Until recently, scientists couldn’t get a clear picture of what was going on.
“In NHEJ, proteins called Ku 70/80 and DNA PKCS come together to form a holoenzyme complex called DNA-PK. That’s the core of the whole repair mechanism. When I started working in this area as a postdoc, we were looking at the structures using X-ray crystallography. The protein DNA PKCS is huge – it’s the largest single polypeptide protein with about 4000 amino acids – and it’s not well-suited to X-ray crystallography.
“We weren’t able to see how the proteins looked or what their structure could tell us about the NHEJ mechanism.”
Fortunately, a new technology had emerged with the potential to create far more detailed images.
“Cryo electron microscopy (cryo EM) has become huge in the last few years. It created a resolution revolution.”
“We received cryo EM training at the research facility in the Cambridge University Biochemistry Department before the pandemic hit,” Amanda says, “so we were able to get some data and start processing before lockdown.
“Since then, we’ve published quite a few papers, and there’s a growing community of NHEJ researchers including chemists and researchers who are able to study how these proteins function within living cells. What is becoming more obvious through our Cryo-EM studies, is that NHEJ is more complicated than had been originally imagined. There isn’t just one DNA-PK holoenzyme complex, but at least two different dimer forms, possibly with different functions.”
There are several different proteins involved in the NHEJ process, and these seem to play different roles in each half of the dimer pair. Amanda’s recent publication in Science Advances outlines how these different proteins interact in order to fix the DNA molecule.
“The presence of the dimers makes sense, because in a DBS, there are two broken ends of DNA which need a protein to come together as a dimer to hold them together,” she says. “Cryo-EM allowed us to see what the dimers look like, how they hold the DNA, how the other proteins in NHEJ are assembling and what their function is. So cryo-EM has been paramount in understanding this process in greater detail.”
Exploring larger structures
In a recent paper in Structure, Amanda’s team explore even larger structures of NHEJ proteins.
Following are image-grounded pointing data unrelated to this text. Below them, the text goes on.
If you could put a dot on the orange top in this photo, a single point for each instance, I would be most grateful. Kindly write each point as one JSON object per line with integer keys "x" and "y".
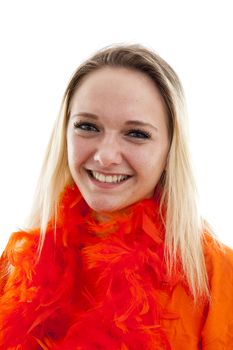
{"x": 207, "y": 327}
{"x": 95, "y": 291}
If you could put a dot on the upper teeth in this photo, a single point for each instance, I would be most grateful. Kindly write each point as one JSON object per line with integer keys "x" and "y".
{"x": 109, "y": 178}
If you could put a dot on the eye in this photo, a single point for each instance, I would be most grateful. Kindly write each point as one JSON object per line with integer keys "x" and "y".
{"x": 84, "y": 126}
{"x": 139, "y": 134}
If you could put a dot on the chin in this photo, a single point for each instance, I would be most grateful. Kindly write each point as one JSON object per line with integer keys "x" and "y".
{"x": 104, "y": 206}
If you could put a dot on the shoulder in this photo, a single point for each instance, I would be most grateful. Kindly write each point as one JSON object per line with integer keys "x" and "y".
{"x": 218, "y": 258}
{"x": 218, "y": 328}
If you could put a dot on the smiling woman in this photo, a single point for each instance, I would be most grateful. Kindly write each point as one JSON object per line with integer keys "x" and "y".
{"x": 110, "y": 151}
{"x": 116, "y": 255}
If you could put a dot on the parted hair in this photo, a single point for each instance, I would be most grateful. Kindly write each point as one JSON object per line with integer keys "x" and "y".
{"x": 184, "y": 225}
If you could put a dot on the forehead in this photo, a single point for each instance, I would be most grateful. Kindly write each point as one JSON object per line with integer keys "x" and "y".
{"x": 119, "y": 91}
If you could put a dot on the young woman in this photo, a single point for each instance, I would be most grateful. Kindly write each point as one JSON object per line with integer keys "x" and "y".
{"x": 117, "y": 255}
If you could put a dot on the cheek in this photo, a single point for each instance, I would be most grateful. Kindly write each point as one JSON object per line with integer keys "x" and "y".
{"x": 151, "y": 161}
{"x": 78, "y": 150}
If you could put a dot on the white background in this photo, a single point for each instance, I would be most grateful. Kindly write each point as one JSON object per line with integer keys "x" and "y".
{"x": 42, "y": 43}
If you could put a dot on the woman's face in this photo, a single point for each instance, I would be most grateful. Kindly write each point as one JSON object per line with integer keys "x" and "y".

“We go beyond dimers and present a trimer. We think higher-order protein assemblies form when there are multiple areas of damage and lots of DSBs. Maybe there’s a way for DNA-PK to even form higher-order filaments. Or maybe trimers or tetramers form at first in preparation for repairing a DSB, and then during the process of NHEJ these could break up into the different dimers. A lot of people in the field have questions, including my group – we’re wondering how all of this comes about? How and why are all these complex process coordinated?”
The Lister Prize gives Amanda the flexibility to pursue more than one avenue of research, knowing that when new discoveries are made there will be funding to explore them.
“As well as helping me further ideas on classical NHEJ, the money will help explore other ideas such as the role of NHEJ in virus infection. DNA-PK is believed to be involved in the innate immune response, bonding to viral proteins and alerting the immune system to infection. Viruses produce proteins that bind to DNA-PK and prevent this from happening, and we want to know how they do this.
“Our Lister postdoc will start investigating some of these proteins and using cryo-EM to look at the structures these complexes form. Eventually we also want to look at therapeutics – how drugs can bind to these proteins, and how different therapies can target these structures and pathways. There’s lots to be doing!”
We are thrilled to be supporting Amanda’s work and we look forward to seeing her new discoveries emerge and develop in the future.